Stuff senior sports writer Marc Hinton argued just this in a recent article. Hinton opined that the All Blacks recent attendance woes, despite a smashing run of success, were due to a lack of connection with their fans.
They do very few frank, candid, one-on-one chats that produce the compelling human interest type stories that help people identify with these players as something other than remarkable rugby players.
They like to confine their media windows to bland, press conference-style affairs conducted at the podium. They produce little in the way of compelling content and plenty of clichés and made-up words such as “learnings”.
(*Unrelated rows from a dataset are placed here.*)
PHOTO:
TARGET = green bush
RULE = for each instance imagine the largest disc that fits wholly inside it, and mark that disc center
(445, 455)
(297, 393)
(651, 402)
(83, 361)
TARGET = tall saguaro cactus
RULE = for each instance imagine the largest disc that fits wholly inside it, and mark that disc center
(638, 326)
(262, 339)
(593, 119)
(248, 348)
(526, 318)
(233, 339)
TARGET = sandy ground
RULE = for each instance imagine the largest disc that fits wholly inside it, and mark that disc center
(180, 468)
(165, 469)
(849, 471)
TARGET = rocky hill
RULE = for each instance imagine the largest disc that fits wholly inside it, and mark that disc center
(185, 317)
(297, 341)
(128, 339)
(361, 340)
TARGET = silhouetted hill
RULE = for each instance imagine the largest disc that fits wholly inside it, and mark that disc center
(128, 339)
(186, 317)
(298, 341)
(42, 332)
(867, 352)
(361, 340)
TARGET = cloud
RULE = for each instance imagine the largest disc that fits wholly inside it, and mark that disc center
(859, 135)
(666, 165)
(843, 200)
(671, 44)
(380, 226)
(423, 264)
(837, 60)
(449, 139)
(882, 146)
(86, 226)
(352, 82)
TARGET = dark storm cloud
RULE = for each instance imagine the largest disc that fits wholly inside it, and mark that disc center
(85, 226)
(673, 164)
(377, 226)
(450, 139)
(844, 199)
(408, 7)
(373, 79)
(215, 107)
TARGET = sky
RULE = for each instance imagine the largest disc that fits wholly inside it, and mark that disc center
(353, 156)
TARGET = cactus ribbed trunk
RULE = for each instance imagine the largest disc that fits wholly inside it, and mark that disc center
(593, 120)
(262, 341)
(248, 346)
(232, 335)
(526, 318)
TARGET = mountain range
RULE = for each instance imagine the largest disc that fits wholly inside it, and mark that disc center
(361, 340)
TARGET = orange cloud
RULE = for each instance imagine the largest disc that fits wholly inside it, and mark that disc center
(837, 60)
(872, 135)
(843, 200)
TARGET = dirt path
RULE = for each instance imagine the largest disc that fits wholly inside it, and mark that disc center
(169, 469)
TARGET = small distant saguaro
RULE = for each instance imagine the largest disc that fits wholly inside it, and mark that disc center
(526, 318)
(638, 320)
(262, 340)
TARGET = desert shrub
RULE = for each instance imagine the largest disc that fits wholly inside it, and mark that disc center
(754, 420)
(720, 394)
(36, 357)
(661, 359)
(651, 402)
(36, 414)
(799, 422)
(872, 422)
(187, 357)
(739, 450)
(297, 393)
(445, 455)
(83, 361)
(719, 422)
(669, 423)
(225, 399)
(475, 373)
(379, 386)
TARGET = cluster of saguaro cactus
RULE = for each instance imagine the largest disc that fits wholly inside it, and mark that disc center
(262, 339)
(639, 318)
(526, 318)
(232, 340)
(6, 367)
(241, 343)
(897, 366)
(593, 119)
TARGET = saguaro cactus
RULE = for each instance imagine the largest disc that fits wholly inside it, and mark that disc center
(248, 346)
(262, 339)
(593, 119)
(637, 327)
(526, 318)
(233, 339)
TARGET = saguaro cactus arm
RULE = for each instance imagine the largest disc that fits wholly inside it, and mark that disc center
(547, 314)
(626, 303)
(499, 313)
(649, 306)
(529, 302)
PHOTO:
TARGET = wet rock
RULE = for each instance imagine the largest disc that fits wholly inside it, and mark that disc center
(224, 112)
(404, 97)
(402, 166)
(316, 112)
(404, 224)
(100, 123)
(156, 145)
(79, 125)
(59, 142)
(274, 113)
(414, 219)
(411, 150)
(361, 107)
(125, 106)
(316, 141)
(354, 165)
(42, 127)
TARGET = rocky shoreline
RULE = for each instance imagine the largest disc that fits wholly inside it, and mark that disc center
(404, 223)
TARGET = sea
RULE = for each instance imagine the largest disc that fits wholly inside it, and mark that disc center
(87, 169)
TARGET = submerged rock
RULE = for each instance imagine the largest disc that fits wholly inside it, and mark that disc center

Contrast that with the clear connection New Zealand’s Olympians made with the Kiwi public, even from far away Tokyo, in empty stadiums. Their honesty, their transparency, their emotions and their captivating stories which they were happy to tell all resonated deeply.
Little did I know all those years ago, when I was lamenting another press conference in Oklahoma, halfway around the world Caley Wilson, our co-founder at Blinder, also bemoaned the status quo. As the media manager for New Zealand Rugby League, liaising with journalists and players all around the world, Caley imagined a better way to handle interviews and began work towards making that possible for everyone involved. Today, Blinder works with teams from the AFL to NFL, and with governing bodies like The (English) Football Association and Formula E, to let them easily provide one-on-one opportunities for the media and their athletes. In fact, teams can simultaneously make their entire playing squads available for one-on-one conversations with the media, fans or anyone. It provides countless opportunities for those compelling human interest stories to be told.
New Zealand women's rugby players expanded their audience by getting to know their competitors, while the U.S. women's national soccer team reflected on the power their celebrity brings.
Among the crews to best utilize the capabilities Blinder gives them is the Black Ferns Sevens, the most recent Olympic gold medalists. Netball's world champion Silver Ferns push the boundaries, too. So does the U.S. Women's Soccer team when making Megan Rapinoe and Alex Morgan accessible. And perhaps it's no surprise that they're all female teams. Women are far less happy with the sporting status quo and less likely to be bound by old-school norms.
And the mission we're on—to make interviews better for everyone involved—hopefully means reporters will more often be buying their own lunches, and they'll be thrilled about it.